Kenya Film Classification Board (KFCB) CEO Ezekiel Mutua on Wednesday hit out at Kenyans for double standards, stating that most of them are actually corrupt but only lack an opportunity to steal. Through a series of tweets, Mutua noted that most netizens who ‘make noise’ on social media often elect leaders along tribal lines in the hope of getting kickbacks later.
“Those shouting about corruption and bad governance are the ones who demand for money from people vying for political offices. They do not elect leaders on their ability to lead, but on the basis of who can give handouts. It's difficult to be elected in Kenya without money,” he tweeted.
The KFCB boss further hit out at social media bullies saying they have no moral authority to demand accountability from anyone. “And you social media bullies and keyboard warriors, you are the most irresponsible people on earth. You have no moral authority to demand accountability from anyone when you hide behind anonymity to insult people. You do it with impunity because you can't be held to account!” he added.
The thread drew the attention of US-based scholar Prof Makau Mutua who asked Mutua whether he would be compromised if someone attempted to bribe him against censoring same-sex movies. The ‘moral cop’, as he is often referred to, went ahead to reveal that when he banned Rafiki a number of people from LGBTQ groups were willing to give bribes to have it approved but he stood his ground.
“When I banned Rafiki, I got such overtures. LGBT guys wanted that film so bad that they were willing to bribe people to get it approved. I stood my ground.
“Someone more senior was compromised and wrote a letter terminating my contract. He himself was sacked so publicly!” said Mutua.

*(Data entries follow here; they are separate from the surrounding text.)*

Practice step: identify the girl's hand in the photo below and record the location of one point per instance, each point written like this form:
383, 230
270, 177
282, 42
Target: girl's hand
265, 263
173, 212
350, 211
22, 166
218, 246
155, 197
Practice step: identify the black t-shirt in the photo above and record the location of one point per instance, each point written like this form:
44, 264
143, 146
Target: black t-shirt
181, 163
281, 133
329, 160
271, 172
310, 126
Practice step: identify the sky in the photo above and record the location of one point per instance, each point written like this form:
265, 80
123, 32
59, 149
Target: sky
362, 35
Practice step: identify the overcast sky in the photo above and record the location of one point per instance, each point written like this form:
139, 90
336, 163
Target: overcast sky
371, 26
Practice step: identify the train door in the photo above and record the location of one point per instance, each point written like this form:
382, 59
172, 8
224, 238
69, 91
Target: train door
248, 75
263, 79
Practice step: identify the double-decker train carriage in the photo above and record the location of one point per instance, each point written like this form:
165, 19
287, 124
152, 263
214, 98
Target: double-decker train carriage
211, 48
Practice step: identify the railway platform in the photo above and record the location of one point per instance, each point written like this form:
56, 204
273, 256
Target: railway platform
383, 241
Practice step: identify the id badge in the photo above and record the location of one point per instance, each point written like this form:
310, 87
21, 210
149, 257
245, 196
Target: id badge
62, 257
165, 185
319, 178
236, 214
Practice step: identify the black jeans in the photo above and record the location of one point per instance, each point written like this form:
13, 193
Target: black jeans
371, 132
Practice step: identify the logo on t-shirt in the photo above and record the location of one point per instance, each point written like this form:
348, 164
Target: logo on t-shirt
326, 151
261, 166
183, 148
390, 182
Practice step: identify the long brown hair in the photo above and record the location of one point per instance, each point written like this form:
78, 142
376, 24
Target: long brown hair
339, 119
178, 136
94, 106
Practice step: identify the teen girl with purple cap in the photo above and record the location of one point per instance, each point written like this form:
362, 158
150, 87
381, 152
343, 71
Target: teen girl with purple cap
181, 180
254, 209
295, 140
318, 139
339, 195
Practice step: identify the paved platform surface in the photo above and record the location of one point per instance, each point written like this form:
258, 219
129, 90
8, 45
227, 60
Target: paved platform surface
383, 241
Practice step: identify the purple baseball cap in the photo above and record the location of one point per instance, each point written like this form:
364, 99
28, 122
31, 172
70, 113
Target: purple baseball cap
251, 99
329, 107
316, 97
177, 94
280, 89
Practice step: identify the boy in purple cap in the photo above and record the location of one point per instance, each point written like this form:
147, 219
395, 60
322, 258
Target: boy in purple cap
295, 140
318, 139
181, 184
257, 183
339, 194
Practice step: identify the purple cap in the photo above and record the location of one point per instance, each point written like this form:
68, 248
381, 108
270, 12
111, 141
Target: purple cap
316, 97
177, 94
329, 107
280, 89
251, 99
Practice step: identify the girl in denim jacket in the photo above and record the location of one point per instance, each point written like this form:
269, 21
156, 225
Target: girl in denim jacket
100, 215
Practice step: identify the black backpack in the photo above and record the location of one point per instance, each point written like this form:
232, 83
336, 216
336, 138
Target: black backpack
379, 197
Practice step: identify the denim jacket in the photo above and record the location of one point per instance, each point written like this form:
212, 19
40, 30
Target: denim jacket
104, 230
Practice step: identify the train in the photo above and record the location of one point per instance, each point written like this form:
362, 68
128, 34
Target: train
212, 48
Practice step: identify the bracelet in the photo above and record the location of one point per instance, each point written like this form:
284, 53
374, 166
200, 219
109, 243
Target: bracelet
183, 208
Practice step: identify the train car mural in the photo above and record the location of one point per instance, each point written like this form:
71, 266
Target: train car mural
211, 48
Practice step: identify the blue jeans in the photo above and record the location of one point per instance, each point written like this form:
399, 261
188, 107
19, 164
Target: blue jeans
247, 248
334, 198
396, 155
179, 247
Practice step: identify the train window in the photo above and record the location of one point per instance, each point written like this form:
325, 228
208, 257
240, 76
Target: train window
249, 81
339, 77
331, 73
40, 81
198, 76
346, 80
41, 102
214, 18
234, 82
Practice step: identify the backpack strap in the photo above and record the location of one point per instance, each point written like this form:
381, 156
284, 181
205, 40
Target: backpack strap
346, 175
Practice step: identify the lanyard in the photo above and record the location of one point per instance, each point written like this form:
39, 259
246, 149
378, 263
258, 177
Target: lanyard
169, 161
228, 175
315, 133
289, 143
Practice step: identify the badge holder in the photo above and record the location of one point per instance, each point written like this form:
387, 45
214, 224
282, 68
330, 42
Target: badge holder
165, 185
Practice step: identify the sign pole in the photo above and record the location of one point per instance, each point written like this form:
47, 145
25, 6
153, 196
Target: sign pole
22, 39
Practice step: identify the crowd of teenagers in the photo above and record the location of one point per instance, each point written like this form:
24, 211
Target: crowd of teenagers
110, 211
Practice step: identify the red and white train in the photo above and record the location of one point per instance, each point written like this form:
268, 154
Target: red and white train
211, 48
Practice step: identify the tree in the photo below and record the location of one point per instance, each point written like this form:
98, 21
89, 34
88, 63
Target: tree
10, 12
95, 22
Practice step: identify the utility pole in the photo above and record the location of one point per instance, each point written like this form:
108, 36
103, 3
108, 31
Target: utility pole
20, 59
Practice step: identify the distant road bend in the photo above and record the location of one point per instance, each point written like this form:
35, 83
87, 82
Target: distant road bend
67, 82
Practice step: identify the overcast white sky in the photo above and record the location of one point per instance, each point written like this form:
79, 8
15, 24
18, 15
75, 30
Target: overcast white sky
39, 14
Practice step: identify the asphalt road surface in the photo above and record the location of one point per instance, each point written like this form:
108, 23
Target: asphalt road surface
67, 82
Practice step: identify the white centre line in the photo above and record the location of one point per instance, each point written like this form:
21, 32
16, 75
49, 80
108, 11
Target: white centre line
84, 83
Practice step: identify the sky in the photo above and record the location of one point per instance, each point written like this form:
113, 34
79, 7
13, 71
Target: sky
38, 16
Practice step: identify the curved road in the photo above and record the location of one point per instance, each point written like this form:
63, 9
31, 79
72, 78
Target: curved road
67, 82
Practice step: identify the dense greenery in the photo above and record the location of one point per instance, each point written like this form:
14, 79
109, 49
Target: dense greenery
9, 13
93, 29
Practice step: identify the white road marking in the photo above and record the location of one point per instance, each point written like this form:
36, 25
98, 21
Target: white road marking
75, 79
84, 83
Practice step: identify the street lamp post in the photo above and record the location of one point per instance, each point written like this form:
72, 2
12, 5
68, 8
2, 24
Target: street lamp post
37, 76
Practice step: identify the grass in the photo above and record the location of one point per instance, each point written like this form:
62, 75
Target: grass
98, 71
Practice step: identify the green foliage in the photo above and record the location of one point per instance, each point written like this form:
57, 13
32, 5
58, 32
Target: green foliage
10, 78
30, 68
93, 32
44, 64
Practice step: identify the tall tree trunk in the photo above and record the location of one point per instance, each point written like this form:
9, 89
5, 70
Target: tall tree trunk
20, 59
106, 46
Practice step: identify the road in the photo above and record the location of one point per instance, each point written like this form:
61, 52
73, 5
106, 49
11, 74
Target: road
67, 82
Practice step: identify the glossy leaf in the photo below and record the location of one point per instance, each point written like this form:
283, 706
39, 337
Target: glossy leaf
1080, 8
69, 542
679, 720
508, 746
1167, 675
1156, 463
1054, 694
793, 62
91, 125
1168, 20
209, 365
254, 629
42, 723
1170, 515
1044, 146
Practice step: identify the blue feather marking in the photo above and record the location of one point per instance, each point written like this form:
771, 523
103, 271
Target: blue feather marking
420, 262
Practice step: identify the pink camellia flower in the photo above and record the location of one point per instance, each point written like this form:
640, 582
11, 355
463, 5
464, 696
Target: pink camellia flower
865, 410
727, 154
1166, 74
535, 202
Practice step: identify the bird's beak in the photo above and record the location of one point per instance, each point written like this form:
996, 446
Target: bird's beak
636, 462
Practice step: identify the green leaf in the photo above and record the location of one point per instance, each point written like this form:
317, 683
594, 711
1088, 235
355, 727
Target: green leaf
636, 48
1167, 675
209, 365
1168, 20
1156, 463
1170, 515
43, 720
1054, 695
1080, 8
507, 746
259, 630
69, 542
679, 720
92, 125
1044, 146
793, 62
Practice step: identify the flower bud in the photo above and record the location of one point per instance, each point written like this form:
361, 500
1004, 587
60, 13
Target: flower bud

In recent weeks there has been uproar on social media over Kenya’s ballooning debt and a section of netizens signed a petition through change.org in a bid to stop the International Monetary Fund (IMF) from giving another loan to Kenya.
According to Jefferson Murrey, one of the organisers of the petition, a number of loans given to Kenya have not been utilized well.
“This (petition) is in recognition of the fact that previous loans to the Kenya government have not been prudently utilised and have often resulted in mega corruption scandals. The scandals have not deterred the ruling regime from more appetite for more loans, especially from China.
“Right now, Kenyans are choking under the heavy burden of taxation, with the cost of basic commodities such as fuel skyrocketing, and nothing to show for the previous loans,” said Murrey.